Понятно, что так бывает не всегда – знаю молодого священника из верующей семьи, очень умного и мудрого человека… Но все-таки не случайно возрастные каноны придумывались.
– Есть ли у вас какие-то увлечения?
– Мое увлечение – это моя служба. Ну если только выйти во двор с сыночком, в футбол погонять. А других увлечений у меня нет. Как говорил академик Амосов, известный хирург-кардиолог, если ты хороший врач и у тебя есть какие-то увлечения, не связанные с твоим основным ремеслом, значит, ты плохой врач, потому что ты должен что-то дорабатывать, самосовершенствоваться.
Если есть время, свободное от храма, я могу почитать Священное Писание, толкование, что-то углубленно изучить, поискать какие-то материалы на интересующие меня церковные темы.
– Как священнику справиться с тем, что на него постоянно сваливается груз эмоций и переживаний других людей?
– Это, кстати, тоже одна из причин выгорания… И чтобы справиться с этим грузом, нужно знание основ психологии. Любой врач, особенно врач-психотерапевт, понимает, что должна быть эмоциональная дистанция между пациентом и врачом. Священникам, к сожалению, не рассказывают об этой необходимой дистанции. Она не отделяет священника от исповедующегося или вопрошающего. Она помогает пастырю объективно увидеть проблему и квалифицированно помочь. Мне об этом никто не говорил, и пришлось учиться на собственных ошибках, когда взвалил на себя эмоциональный груз чужих переживаний…
Конечно, дома с женой о том, что было на исповеди, не поговоришь – тайна исповеди.
– Жена не жалуется, что служение священника отнимает много времени?
– Нет, времени на общение хватает. Я не убегаю из семьи на приход, когда есть время – обязательно что-то делаю по дому, с сыном занимаюсь. Также не убегаю из прихода в семью – мне радостно проводить время и в семье, и в храме.
– Вы стали настоятелем год назад. Что давалось особенно трудно?
– Вопрос, как разделить в себе администратора и священника. Я прекрасно видел по своим светским начальникам, каким должен быть администратор, чтобы все хорошо работало.
Но, с точки зрения священника, это не совсем то, что нужно, это не совсем милостиво, так подходить к человеку. И важно оставаться, прежде всего, пастырем, а не начальником. Но как сделать, чтобы какие-то поручения выполняли в срок?

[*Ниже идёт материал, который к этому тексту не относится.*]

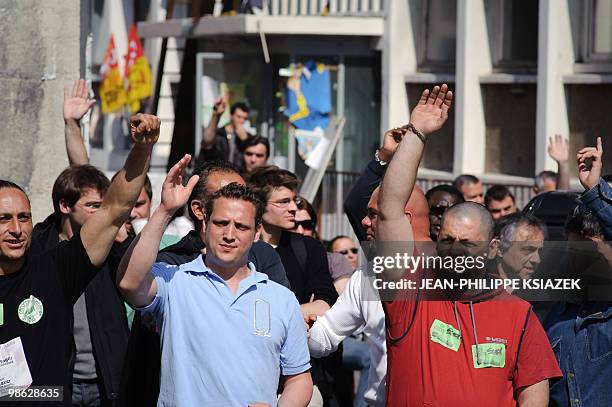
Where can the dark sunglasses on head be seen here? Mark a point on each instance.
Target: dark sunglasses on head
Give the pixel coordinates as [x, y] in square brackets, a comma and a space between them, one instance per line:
[306, 224]
[437, 210]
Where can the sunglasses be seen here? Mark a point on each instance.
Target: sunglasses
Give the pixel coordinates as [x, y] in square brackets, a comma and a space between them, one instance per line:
[306, 224]
[437, 210]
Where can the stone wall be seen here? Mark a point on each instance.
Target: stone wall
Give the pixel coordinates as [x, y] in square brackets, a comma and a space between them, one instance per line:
[42, 48]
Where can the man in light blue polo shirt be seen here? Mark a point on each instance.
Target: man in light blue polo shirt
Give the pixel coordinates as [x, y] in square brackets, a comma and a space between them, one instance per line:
[227, 332]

Сложно, в общем…
Иногда бывает так, что заадминистрируешься, служит второй священник, а ты думаешь: «Господи, быстрей бы послужить самому!» Я, перестав работать юристом, вроде бы убежал от всех этих бумажек, а они ко мне опять все вернулись…

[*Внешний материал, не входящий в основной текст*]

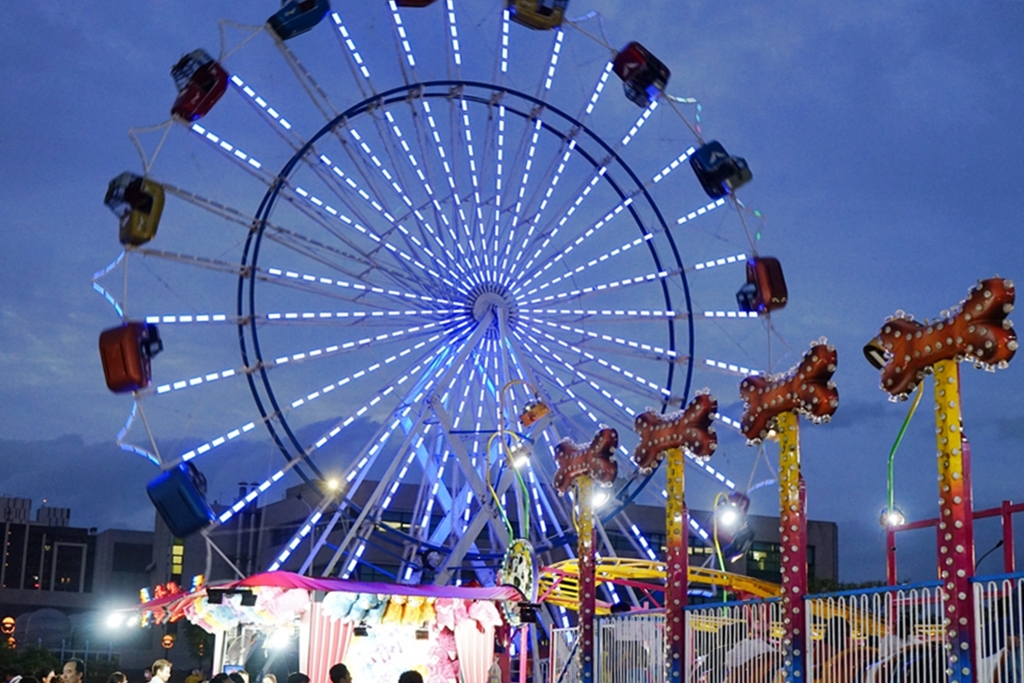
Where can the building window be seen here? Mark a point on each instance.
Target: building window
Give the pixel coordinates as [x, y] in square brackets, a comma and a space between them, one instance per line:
[131, 557]
[764, 560]
[69, 567]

Как-то мне один знакомый сказал: «Священник должен быть, как ангел». Но ангелов я в жизни не встречал, а уж о себе и говорить не стоит. И вот этот разрыв между тем, как должно быть и как есть, может порождать внутренние конфликты, которые могут перейти в хандру. Этого я опасаюсь…
Хотя, когда возникают какие-то глубинные переживания, я все равно иду на службу, поскольку знаю – в конце службы мне станет очень хорошо и легко, благодать есть благодать, этот момент я уже запомнил и его очень жду.